Enemies responding to moments of perceived weakness is a tale as old as time. And it’s not just the exit from Afghanistan where Biden is struggling. How well have Biden’s talks with Iran gone so far? Not very well it turns out. How about his handling of the border crisis? Historically bad. How about his handling of the nuclear sub deal with Australia? Not ideal.

More to the point, Ignatius doesn’t even mention recent actions that seem pretty relevant. The buildup of Russian troops along the Ukraine border started back in April. In response to that buildup, the US began planning a large sale of arms to the Ukraine but that sale was put on hold after Russia announced it was pulling back from the border. But the NY Times pointed out in early May that most of the troops and equipment hadn’t been moved at all.

Russia has withdrawn only a few thousand troops from the border with Ukraine, senior Biden administration officials said, despite signals from Moscow last month that it was dialing down tensions in the volatile region.

Senior Defense Department officials said that close to 80,000 Russian troops remained near various strips of the country’s border with Ukraine, still the biggest force Russia has amassed there since Moscow annexed Crimea in 2014.

The Russian military did order some units back to their barracks by May 1 — and they did move from the border — the officials said. But many of the units left their trucks and armored vehicles behind, a signal that they could go back if President Vladimir V. Putin of Russia decided to deploy them again.


This crisis has been brewing since April not just along the border but with the massing of Russian naval vessels in the Black Sea as well. The Russian pullback was a headfake and a couple weeks later Russian hackers shut down a major pipeline in the US with ransomware, creating a gas shortage in several states and a federal emergency declaration. Biden responded not long after by removing sanctions on a Russian pipeline, sanctions which had been put in place by Trump. Again, David Ignatius never mentions any of this, which seems odd if you’re really interested in Russian belligerence and a tepid US response to it.

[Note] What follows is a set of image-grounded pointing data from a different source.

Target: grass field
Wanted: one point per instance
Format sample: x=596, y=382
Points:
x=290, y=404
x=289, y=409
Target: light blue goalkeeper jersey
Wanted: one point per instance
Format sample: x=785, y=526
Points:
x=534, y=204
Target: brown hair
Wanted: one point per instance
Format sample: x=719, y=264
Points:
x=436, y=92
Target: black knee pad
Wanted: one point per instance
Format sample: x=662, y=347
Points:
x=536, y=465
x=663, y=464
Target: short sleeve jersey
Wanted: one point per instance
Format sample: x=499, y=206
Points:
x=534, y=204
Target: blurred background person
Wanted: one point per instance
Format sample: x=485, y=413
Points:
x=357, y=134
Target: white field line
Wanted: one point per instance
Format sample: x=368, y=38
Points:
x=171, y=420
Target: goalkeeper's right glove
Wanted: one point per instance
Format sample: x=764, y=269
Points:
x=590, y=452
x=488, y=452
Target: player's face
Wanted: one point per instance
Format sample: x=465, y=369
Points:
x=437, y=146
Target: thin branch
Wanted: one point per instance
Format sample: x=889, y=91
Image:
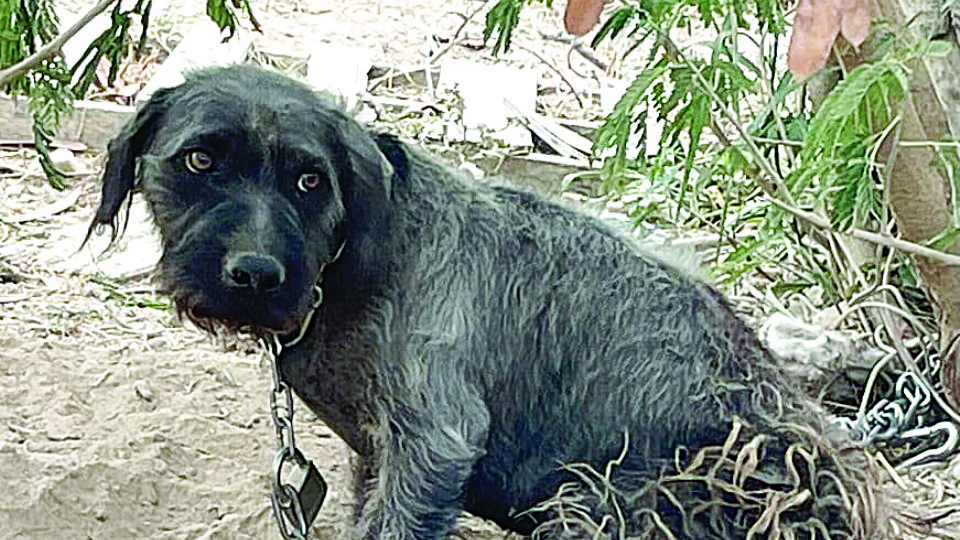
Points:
x=456, y=35
x=17, y=70
x=880, y=239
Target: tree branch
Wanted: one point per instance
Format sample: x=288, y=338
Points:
x=18, y=70
x=876, y=238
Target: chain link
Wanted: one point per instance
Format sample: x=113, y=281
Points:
x=287, y=508
x=904, y=419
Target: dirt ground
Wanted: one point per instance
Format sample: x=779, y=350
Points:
x=116, y=420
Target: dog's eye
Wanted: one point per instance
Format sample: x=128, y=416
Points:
x=308, y=181
x=199, y=161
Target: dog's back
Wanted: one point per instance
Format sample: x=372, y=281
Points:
x=479, y=347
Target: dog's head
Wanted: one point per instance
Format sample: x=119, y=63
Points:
x=256, y=184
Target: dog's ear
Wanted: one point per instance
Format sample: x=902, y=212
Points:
x=120, y=172
x=366, y=195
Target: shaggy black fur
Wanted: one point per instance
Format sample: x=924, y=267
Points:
x=472, y=337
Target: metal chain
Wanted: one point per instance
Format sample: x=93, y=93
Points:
x=903, y=419
x=287, y=507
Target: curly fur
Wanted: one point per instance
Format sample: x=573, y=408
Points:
x=472, y=337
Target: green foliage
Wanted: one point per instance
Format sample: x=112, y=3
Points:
x=837, y=160
x=111, y=44
x=24, y=28
x=224, y=13
x=26, y=25
x=503, y=18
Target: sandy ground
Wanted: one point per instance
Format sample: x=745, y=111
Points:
x=116, y=421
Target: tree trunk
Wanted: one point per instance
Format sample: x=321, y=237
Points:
x=919, y=192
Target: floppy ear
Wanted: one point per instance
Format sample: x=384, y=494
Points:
x=366, y=195
x=120, y=172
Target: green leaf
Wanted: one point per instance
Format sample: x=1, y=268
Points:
x=616, y=23
x=502, y=18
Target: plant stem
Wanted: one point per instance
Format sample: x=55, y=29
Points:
x=19, y=69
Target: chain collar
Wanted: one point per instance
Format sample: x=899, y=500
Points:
x=296, y=502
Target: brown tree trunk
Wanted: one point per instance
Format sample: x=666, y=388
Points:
x=919, y=192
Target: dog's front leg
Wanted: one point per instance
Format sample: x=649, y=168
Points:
x=426, y=455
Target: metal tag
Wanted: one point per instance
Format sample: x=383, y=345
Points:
x=311, y=490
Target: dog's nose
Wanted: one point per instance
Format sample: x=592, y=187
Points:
x=253, y=271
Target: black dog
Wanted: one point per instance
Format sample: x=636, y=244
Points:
x=471, y=339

There are all sorts of possible antecedents for Putin’s recent behavior, some of which may indeed go back to Trump. But it doesn’t make much sense to point to things Trump said in 2016 and skip lightly over what has been happening for the past 11 months. The Afghanistan debacle in particular made the US look weak and ill-prepared for conflict. Devoting one clause of a sentence buried at the bottom of a story really doesn’t do that justice. If you’re looking for reasons why Putin is massing troops at the border, blowing up satellites and generally daring the US to react to his provocations, you can start by looking at the current White House and the current president.